The highlight of a wild pre-game show at T-Mobile Arena saw the Golden Knights enter the ice through an enormous helmet fashioned after the team’s logo. Jeff Bottari/NHLI/Getty Images
Only two teams won more games at home than Vegas during the regular season, but despite playing in front of sold-out home crowds all season, the stands were often filled with as many (or more) fans from the visiting teams. Weekend games against the likes of Detroit, Boston, Winnipeg, Vancouver and Calgary led to The Strip and surrounding casinos being flooded with jerseys of the opposing team.
That was not the case Wednesday when The Park Las Vegas — an outdoor area lined with trees, waterfalls and restaurants that sits between the New York-New York and Park MGM hotels — was crowded with Golden Knights fans walking the pathway that leads directly to T-Mobile Arena. Outside the arena, Toshiba Plaza, a two-acre area in front of T-Mobile Arena, was filled with more Golden Knights fans getting free Golden Knights tattoos, wearing black and gold face paint, taking pictures with Vegas showgirls and dancing to a concert from Grammy-nominated rapper Logic.
This was a local party surprisingly devoid of Los Angeles fans, which was by design. The Golden Knights enrolled all their full-season-ticket holders in a program that prohibits them from reselling their playoff tickets on the secondary market. In exchange for vowing not to resell, the fans will pay less for tickets than fans who opt out. The team is calling the program the “Knights Vow.”
“We’re a destination city. During the regular season, it was a big part of our event experience. But the Stanley Cup playoffs, that’s a different time,” Vegas team president Kerry Bubolz told ESPN. “We want to do what we can to support the hockey side of our organization.”
The result Wednesday was a crowd of 18,479, the largest in team history, and perhaps the largest collection of local fans the team has had all season at a home game. While the team admits it will make less money with this strategy, it is a small price to pay for developing what could become one of the best home-ice advantages in the NHL during the postseason.

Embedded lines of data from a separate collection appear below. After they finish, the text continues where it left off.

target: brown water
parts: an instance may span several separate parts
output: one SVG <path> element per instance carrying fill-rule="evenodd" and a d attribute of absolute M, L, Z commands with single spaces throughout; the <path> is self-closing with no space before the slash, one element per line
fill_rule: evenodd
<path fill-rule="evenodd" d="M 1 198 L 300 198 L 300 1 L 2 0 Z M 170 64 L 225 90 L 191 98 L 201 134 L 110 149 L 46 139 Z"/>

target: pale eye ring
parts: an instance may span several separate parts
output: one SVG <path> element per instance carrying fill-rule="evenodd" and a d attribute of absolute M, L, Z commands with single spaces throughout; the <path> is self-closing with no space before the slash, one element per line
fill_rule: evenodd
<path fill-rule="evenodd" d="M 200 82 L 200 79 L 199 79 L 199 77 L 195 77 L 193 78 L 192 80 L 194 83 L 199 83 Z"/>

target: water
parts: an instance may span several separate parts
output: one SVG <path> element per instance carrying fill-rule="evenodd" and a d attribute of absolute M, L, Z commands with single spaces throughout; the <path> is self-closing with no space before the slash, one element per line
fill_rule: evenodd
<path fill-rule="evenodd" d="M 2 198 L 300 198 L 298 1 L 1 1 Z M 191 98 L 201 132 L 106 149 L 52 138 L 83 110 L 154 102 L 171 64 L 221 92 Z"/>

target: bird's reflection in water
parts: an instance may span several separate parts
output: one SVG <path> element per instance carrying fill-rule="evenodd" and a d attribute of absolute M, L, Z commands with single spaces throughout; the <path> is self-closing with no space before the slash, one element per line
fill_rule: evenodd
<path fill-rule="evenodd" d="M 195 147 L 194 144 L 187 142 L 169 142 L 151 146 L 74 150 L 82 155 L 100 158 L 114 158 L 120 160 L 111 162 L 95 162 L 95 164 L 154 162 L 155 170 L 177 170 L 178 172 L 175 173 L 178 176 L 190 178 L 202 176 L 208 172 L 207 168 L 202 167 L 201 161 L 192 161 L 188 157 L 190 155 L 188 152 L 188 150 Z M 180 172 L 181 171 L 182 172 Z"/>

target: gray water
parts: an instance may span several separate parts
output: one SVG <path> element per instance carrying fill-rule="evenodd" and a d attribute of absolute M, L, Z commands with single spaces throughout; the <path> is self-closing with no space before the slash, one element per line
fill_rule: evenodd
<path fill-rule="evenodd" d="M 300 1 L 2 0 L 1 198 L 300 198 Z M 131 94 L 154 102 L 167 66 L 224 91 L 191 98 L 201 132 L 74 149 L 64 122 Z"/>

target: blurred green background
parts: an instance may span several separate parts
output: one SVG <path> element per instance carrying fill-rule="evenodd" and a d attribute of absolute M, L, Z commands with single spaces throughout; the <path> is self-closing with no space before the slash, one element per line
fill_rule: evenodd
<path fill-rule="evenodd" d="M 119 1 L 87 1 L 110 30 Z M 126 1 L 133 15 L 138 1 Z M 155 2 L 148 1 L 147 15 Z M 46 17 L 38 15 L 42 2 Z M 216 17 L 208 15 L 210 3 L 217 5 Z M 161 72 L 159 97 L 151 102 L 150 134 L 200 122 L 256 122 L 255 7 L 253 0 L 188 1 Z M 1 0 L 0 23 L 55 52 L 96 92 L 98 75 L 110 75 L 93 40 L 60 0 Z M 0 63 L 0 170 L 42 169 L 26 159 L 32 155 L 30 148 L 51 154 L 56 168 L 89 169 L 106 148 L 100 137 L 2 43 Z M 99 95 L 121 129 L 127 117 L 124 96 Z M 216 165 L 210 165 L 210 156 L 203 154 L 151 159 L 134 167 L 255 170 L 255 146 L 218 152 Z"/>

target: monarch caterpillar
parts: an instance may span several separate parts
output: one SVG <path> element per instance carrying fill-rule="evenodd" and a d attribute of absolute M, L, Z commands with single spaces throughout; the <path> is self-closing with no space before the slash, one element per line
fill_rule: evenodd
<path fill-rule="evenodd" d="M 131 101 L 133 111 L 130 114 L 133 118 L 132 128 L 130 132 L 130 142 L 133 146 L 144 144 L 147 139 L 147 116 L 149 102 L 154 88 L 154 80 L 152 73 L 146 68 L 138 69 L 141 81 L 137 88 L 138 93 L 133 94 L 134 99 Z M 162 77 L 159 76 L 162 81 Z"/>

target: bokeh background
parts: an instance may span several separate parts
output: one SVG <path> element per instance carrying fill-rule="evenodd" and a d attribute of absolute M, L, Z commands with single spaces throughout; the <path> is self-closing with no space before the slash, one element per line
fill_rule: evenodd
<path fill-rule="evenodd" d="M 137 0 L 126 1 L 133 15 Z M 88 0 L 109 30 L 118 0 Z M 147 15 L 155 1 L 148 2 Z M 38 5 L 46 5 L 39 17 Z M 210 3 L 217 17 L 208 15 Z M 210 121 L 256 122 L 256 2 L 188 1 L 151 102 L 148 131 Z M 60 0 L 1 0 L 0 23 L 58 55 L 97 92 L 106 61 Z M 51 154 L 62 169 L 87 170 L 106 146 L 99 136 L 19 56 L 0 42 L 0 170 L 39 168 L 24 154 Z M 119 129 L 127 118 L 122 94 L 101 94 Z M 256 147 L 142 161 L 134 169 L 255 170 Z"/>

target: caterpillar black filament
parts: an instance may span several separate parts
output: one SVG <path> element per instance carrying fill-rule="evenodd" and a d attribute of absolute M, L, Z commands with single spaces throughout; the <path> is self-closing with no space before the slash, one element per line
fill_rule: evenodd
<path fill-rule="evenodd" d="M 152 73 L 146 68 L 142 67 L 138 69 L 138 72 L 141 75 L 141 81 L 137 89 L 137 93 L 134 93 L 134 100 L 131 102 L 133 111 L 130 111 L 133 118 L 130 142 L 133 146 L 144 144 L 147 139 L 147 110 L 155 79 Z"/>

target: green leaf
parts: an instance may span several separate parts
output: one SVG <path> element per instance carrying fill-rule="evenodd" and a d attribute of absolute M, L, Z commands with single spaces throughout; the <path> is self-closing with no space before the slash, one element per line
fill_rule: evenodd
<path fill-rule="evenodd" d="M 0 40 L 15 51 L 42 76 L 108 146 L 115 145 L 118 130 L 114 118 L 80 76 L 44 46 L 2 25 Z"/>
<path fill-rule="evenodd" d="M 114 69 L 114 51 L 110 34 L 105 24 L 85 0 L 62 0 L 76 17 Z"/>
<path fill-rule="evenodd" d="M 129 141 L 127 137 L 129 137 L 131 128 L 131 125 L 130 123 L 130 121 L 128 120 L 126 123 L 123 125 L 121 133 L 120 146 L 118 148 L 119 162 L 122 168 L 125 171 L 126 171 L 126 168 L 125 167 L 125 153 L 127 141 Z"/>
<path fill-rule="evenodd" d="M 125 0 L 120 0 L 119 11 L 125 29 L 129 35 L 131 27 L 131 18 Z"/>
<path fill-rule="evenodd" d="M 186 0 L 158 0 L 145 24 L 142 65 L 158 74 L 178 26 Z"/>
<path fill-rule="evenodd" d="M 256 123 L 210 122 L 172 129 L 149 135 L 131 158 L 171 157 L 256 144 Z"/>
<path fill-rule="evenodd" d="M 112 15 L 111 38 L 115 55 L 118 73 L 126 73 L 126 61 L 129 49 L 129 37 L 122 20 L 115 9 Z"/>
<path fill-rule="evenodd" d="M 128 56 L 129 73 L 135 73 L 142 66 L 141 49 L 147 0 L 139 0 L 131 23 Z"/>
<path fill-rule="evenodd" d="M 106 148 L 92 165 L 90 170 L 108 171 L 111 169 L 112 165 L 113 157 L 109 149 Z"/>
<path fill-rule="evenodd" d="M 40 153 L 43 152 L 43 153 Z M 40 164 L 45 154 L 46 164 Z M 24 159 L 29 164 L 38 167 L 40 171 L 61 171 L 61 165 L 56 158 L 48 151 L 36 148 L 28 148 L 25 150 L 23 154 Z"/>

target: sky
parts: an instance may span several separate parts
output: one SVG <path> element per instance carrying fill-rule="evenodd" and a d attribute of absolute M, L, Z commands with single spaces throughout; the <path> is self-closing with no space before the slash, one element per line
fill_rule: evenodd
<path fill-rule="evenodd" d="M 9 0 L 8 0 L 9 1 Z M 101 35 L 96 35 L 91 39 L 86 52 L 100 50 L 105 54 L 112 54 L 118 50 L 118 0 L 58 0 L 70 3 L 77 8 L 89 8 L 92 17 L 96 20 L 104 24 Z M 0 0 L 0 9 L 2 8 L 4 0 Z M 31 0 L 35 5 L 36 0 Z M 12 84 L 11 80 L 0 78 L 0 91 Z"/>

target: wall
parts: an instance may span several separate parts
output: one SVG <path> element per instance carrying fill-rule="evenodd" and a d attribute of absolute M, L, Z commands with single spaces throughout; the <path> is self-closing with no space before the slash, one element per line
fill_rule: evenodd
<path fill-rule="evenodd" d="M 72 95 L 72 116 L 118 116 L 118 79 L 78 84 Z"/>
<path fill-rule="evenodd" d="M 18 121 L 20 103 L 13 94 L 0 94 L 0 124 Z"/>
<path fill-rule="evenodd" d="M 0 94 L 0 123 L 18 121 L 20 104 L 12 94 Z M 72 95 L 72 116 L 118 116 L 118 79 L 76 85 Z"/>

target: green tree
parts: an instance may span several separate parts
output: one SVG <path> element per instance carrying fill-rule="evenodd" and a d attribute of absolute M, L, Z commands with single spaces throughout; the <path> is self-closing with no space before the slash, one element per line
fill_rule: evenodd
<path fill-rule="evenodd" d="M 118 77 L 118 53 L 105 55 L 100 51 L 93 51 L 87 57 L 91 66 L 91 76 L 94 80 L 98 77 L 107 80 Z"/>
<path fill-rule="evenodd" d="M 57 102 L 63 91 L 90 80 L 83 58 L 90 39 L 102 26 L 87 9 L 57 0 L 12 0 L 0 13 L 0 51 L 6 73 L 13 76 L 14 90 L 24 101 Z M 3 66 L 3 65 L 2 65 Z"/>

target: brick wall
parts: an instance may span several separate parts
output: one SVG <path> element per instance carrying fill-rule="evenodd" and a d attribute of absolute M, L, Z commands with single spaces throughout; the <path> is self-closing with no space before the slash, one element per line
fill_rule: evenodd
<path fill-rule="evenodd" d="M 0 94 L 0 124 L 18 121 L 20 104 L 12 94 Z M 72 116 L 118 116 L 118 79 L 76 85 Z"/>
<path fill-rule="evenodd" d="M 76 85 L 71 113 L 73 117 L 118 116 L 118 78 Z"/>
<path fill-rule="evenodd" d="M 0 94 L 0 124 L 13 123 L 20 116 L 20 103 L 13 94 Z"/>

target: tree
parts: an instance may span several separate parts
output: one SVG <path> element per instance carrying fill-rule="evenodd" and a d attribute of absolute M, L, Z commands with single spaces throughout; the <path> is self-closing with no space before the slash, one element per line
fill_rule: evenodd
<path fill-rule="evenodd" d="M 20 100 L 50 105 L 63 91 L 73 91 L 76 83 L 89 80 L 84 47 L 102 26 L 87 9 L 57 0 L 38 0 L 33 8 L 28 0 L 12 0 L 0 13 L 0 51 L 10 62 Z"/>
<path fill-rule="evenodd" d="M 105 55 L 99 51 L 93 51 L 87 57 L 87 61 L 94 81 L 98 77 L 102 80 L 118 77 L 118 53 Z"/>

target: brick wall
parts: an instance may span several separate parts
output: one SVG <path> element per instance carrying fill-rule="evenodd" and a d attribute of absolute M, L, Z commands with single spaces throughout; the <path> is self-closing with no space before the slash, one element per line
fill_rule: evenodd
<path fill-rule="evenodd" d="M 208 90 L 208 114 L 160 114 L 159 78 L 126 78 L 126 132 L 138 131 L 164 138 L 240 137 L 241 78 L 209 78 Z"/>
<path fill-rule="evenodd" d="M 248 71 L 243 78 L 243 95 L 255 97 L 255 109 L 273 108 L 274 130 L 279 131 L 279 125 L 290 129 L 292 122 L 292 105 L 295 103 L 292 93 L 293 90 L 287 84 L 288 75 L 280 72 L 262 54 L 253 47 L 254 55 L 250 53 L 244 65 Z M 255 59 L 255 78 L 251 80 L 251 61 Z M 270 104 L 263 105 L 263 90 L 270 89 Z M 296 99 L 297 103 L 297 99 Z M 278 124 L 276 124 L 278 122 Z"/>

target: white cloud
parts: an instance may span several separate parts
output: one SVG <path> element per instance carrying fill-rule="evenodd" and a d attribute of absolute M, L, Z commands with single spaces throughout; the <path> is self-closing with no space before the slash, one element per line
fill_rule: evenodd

“I think that’s the loudest I’ve heard this building,” said Vegas goaltender Marc-Andre Fleury. “It was rocking. There was great intensity right from the start. The atmosphere in the building was awesome.”
The on-ice pregame show included a battle scene seemingly out “Game of Thrones” as a Golden Knight slayed a King at center ice before Vegas players stormed through an oversized Golden Knights helmet lowered from the rafters as the crowd stood and waved towels. There have been some wild pregame ceremonies in hockey, but this was arguably the craziest.